Глухой рассказывал бесстрастно, ровным голосом, медленно прихлебывая чай. Жена его, сжав тонкие красивые губы, молча слушала.
В коридоре стукнула дверь, послышались тяжелые быстрые шаги, и на пороге комнаты, на момент остановившись, появился Челяк — низенький, цилиндрический, в сером толстом пиджаке и тяжелых сапогах. Борода его, прежде каштановая, стала сероватой, да маленькие оловянные глаза выпучились с заметной напряженностью.
Оферов, познакомив их, в коротких словах рассказал все дело.
— Квартиру ему надо!
— Не в том сила, что кобыла сива! — оживленно возразил Челяк. — Нам самим это на руку, вот!
— Вам-то как? — удивился Бушуев.
— А как же? Да нам только тебя недоставало! В самый раз приехал! То есть до зарезу нужно нам писателя — во как! Ну, чтобы лютой был! А тебя-то мы знаем, получаем газету.
Все удовлетворенно засмеялись.
Офериха сочувственно улыбалась, наливая Челяку крепкого чаю.
Он уселся против писателя, налил блюдечко до краев, но прежде чем пить — разгладил широкую бороду, сгреб ее на одну сторону и, пытливо посмотрев на него, спросил:
— Будешь посылать отсюда статейки али фельетончики?
— Буду.
— Може, и в столичных газетах при случае тиснешь?
— Могу и в столичных.
— Здорово! — Он ткнул в бок сидевшего рядом Оферова.
— Слышал? Теперича мы ‘их’ припугнем! Уж одно то, что он приехал, подействует!
— Подожмут хвост, — уверенно подтвердил Алексей, — ежели под хвост им перцу!
— И без перцу подошло к сердцу! — добавила Офериха.
Они оба бережно и хозяйственно осмотрели писателя, как новую, только что выписанную и необходимо нужную машину.
Потом озабоченно принялись толковать о том, согласится ли Неулыбов пустить ссыльного на квартиру.
— Пустит! — уверенно сказал Челяк.
— Наверно! — подтвердил глухой, — а ежели будет заминаться — уговорим!
Заговорили о сельском сходе, о сельских общественных Делах, о земском начальнике, о новом враче, о попах.

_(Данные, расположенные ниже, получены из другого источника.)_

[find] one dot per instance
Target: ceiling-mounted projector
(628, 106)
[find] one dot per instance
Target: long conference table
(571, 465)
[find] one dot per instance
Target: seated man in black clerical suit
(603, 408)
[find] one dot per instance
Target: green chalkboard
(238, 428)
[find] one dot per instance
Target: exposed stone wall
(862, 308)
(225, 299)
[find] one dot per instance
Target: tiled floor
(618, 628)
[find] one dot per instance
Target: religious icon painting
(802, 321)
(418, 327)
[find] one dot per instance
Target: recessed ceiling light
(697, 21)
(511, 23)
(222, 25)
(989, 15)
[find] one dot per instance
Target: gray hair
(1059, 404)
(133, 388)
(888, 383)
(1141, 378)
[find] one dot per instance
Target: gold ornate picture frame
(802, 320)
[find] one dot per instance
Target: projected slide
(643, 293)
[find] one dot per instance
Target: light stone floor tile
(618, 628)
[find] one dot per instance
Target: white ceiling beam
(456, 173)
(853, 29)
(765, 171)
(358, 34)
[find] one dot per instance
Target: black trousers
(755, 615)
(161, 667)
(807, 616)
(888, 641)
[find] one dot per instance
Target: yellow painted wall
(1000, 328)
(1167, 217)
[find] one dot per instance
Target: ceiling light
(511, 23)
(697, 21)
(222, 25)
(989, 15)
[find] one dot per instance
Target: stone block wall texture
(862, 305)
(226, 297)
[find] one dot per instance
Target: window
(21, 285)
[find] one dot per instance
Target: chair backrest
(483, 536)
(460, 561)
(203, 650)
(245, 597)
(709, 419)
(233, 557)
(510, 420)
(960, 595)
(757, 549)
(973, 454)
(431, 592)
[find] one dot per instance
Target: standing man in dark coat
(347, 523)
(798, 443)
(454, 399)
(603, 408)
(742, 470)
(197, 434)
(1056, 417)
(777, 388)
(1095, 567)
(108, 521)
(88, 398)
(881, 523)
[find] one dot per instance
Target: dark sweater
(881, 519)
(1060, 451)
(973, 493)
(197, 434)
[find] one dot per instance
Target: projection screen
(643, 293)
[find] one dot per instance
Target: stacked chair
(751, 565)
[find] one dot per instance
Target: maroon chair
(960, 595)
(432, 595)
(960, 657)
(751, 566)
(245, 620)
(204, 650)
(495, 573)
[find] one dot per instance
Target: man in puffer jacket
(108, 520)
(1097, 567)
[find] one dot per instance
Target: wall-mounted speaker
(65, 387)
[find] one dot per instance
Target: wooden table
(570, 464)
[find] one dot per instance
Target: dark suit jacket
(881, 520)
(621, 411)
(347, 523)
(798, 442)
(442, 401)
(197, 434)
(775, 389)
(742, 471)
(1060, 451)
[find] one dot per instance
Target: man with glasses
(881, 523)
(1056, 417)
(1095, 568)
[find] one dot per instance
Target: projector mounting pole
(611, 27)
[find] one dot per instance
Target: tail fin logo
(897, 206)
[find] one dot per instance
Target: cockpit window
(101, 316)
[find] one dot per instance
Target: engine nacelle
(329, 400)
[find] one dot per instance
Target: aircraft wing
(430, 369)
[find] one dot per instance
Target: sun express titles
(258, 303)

— Врач у нас — он всем хорош, — говорил Челяк. — Действительно можно сказать — деятель, и народ полюбил его! Главное дело, сам он из крестьян здешнего же села, отца-то его все мы хорошо знаем! Ну, только одно — идеалист, мягок характером, а мужику ину пору и крутое словечко загнуть не мешает!
— С попами деликатничает! — добавил Оферов, — ну, да — внове он здесь, обойдется!
Челяк вскочил и взволнованно забегал по комнате, громыхая сапогами.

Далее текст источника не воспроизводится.